Cambio

María Elena Ramos

¿Qué es necesario cambiar, y para qué? ¿Qué fue ya cambio válido y merece ahondarse? ¿Qué novedad sustituirá lo anterior? Cambiar implica romper, pero también sustituir por algo que sea mejor. Grave, si es sólo romper. La ignorancia para proponer lo nuevo es tan grave como la sola audacia para destruir, sin más, lo que había. Y grave doblemente, pues ignorancia y audacia muchas veces van juntas. Parecemos estar claros en querer cambio. Pero hay que estar aún más claro: el verdadero cambio no es discursivo y externo. Es de mentalidad, es por dentro.

Hay un discurso que quiere, errónea o falazmente, juzgar al ámbito cultural como se juzga la política y la economía de los años anteriores, haciendo creer que toda acción anterior fue corrupta o ineficiente. Pero hay que decirlo: si algo ha producido cambio desde dentro ha sido la cultura. Y su gente ha aportado, por años, cambio de mentalidad: se ha estimulado autoconciencia y autoestima, en un país golpeado por el descreimiento en sus propios valores y tradiciones. Se ha hecho sobrio y eficaz uso de recursos, en un país de visibles nuevorriquismo y despilfarro. Se han logrado éxitos evidentes, en un país donde no siempre se han visto resultados del gasto y la inversión. Se conservan y restauran rigurosamente muchos patrimonios, en un país sin hábitos de mantenimiento. Se han creado espacios personales de coherencia: vidas dedicadas genuinamente a aquello que predican y en lo que creen, en un país lleno de incoherencias entre lo que se declara y lo que se es. Se ha formado al recurso humano dentro del trabajo, profesionalizando a la gente, en un país urgido de educación continua y de experticia profesional. En el medio cultural se ubican liderazgos genuinos, de respetabilidad pública, nacional e internacional. La acción cultural es saludable -y legítima- imagen del país. En la cultura la mística ha podido más que la crisis, pues los insumos básicos del medio son: creatividad, para generar mucho a partir de poco; creencia, para transformar caos y depresión en estímulo, entusiasmo y fe de la gente en sí misma y en el país; tenacidad, para ofrecer resistencia a las dificultades; generosidad, por la que los miembros del área hacen permanentemente don de sí; honestidad, de la cual se deriva ausencia de peculado, ahorro, incremento del recurso; credibilidad, que estimula importantes convenios y donaciones, con lo que se enriquece la nación y sus patrimonios. Virtudes todas necesarias para un cambio social general. La cultura ha sido un espacio de cambio, logrado a veces a conciencia y voluntad, y otras muchas como consecuencia natural, al oponer resistencia frente a una sociedad cada vez más deshumanizada.
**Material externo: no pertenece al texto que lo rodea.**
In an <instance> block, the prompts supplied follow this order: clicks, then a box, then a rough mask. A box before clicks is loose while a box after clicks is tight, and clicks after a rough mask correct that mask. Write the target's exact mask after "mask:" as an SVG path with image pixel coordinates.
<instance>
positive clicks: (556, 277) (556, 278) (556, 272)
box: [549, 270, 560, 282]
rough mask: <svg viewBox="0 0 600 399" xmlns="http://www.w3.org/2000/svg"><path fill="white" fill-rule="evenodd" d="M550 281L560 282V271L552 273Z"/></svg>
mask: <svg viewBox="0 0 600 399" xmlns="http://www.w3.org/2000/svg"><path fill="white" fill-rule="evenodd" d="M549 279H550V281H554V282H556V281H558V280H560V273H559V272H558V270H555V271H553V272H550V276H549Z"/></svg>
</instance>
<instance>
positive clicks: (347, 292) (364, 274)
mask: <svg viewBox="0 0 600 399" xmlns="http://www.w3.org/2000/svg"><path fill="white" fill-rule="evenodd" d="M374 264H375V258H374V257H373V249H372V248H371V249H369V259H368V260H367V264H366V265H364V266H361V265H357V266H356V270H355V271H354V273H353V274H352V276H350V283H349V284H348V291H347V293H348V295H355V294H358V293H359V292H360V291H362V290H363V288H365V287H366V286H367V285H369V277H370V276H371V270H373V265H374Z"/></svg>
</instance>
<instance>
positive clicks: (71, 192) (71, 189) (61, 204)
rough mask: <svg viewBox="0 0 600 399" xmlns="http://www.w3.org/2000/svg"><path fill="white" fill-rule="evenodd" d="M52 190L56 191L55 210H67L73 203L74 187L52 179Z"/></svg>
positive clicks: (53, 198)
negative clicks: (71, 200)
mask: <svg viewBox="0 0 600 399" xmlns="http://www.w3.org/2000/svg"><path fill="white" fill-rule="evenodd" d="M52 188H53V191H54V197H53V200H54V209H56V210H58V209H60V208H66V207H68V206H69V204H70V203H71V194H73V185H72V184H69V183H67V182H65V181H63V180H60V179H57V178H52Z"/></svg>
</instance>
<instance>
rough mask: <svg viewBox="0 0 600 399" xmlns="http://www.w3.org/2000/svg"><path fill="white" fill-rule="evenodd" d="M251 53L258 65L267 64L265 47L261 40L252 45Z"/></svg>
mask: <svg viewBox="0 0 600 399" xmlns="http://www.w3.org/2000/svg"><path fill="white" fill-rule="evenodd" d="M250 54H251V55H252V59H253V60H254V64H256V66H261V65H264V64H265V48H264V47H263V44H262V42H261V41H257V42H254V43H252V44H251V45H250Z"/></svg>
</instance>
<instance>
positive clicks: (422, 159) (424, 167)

La cultura no parte de la nada, pues sabe valorar los bienes que existen. Y si bien ella es cambio de actitud frente a modernos entornos carentes de alma, también sabe ser continuidad de valores del humanismo de siempre. Su hábito es discernir y lograr que lo ideal se haga obra y mundo. Para ello el hacedor de cultura se esfuerza por descubrir, habitualmente, lo acertado y ahondarlo. Por reconocer lo equivocado y corregirlo. La cultura -y los valores que mueve- apoyan al hombre que busca el sentido de su existencia. Y acaso sea en esa búsqueda de sentido donde lo cultural pueda ser un apoyo más eficaz para el hombre de Estado. No es nuevo decir que la educación estética del hombre es un factor de transformación social. Todo gran líder lo sabe y lo alienta.

Alguien podría preguntarse: ¿en qué consiste el cambio que se acepta necesario si se defiende algo que ya existe? En realidad este texto es una proposición a los políticos: la cultura -su ejercicio, su temple, sus resultados- representa un permanente factor de cambio frente al país de la corrupción y del autodesprecio depresivo, al país que no mantiene o conserva, al que no educa, al que no logra; a ese país que ha ido perdiendo entusiasmo y creencia en sí mismo y que, creo, estamos todos de acuerdo en que es, precisamente, lo que hay que cambiar.